Mercedes Formula 1 chief strategist James Vowles has explained the thinking behind the team’s inspired strategy call that paved the way for Lewis Hamilton’s victory at the Hungarian Grand Prix.

Having shadowed Max Verstappen for much of the race, Mercedes rolled the dice and gambled by switching Hamilton onto a two-stopper. On fresh Medium tyres, the Briton was able to chase down and pass Verstappen for the lead late on, with the Red Bull driver struggling on ageing Hard tyres.

Speaking in Mercedes’ post-race debrief video, Vowles said that “morsels of data” collected from limited practice running on Friday at the Hungaroring ultimately proved a key factor behind the call.

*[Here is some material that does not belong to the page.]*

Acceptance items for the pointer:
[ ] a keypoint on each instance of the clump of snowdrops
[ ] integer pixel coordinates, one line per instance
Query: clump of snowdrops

“We had the team behind the scenes that are working tirelessly, they took the morsels of data from Friday, the very little running we had, and constructed models as to how our tyres and Verstappen’s tyres would perform during the race,” Vowles explained.

“They were spot on. It was those models which enabled us to believe that a two-stop would lead to a fantastic situation at the end of the race, and that Verstappen’s tyres should drop off the curve if we can pressure him enough.

“Once we had pitted Lewis it was clear that there was this huge mountain to climb,” he added. “We had 20 seconds of race time that we had to make up and then we had to overtake Verstappen at the end of the race.

“Lewis, rightly so, had concerns about that, but every lap he delivered the lap time we needed in order to do that.

“It caused Verstappen to respond and fight hard, and use the tyres that he had available to him to try and build that gap further, but it was to no avail, ultimately he fell off the tyre curve as the team predicted and we ended up with the win.”

Vowles added that Mercedes opted for Medium tyres in the final stint as it believed the Soft would not be as “resilient” amid hotter conditions on Sunday, and also revealed why the team ultimately backed out on attempting to undercut Verstappen earlier in the race.

“On the first stint of the race, it was clear that in order to beat Verstappen we were either going to have to undercut him, or do an overcut and try to do a tyre offset,” he said.

“Obviously we went for the latter of the two but we very much considered the undercut. The problem was that we had two Ferraris in the pit window, we had both Leclerc and Vettel for a number of laps.

“Eventually Vettel moved out and it was only Leclerc in the window, and that was the decision we had to make, do we want to stop and try and undercut.

“There were two problems; the first was that the Hard had a slow warm-up slope, it wasn’t quite ready for the first few corners when you went out, so it’s difficult to be immediately on the pace of Verstappen who would have stayed out.

“The second is you would have to overtake a very fast Ferrari immediately on exit, and the reality is, when you are only a second and a half behind a car, like Verstappen, you are not going to make up all that time on an outlap so we decided to stay long.

“Verstappen stopped on the first opportunity he could when he had a free gap, that was the right thing for them to do and that then led us to go long and offset.”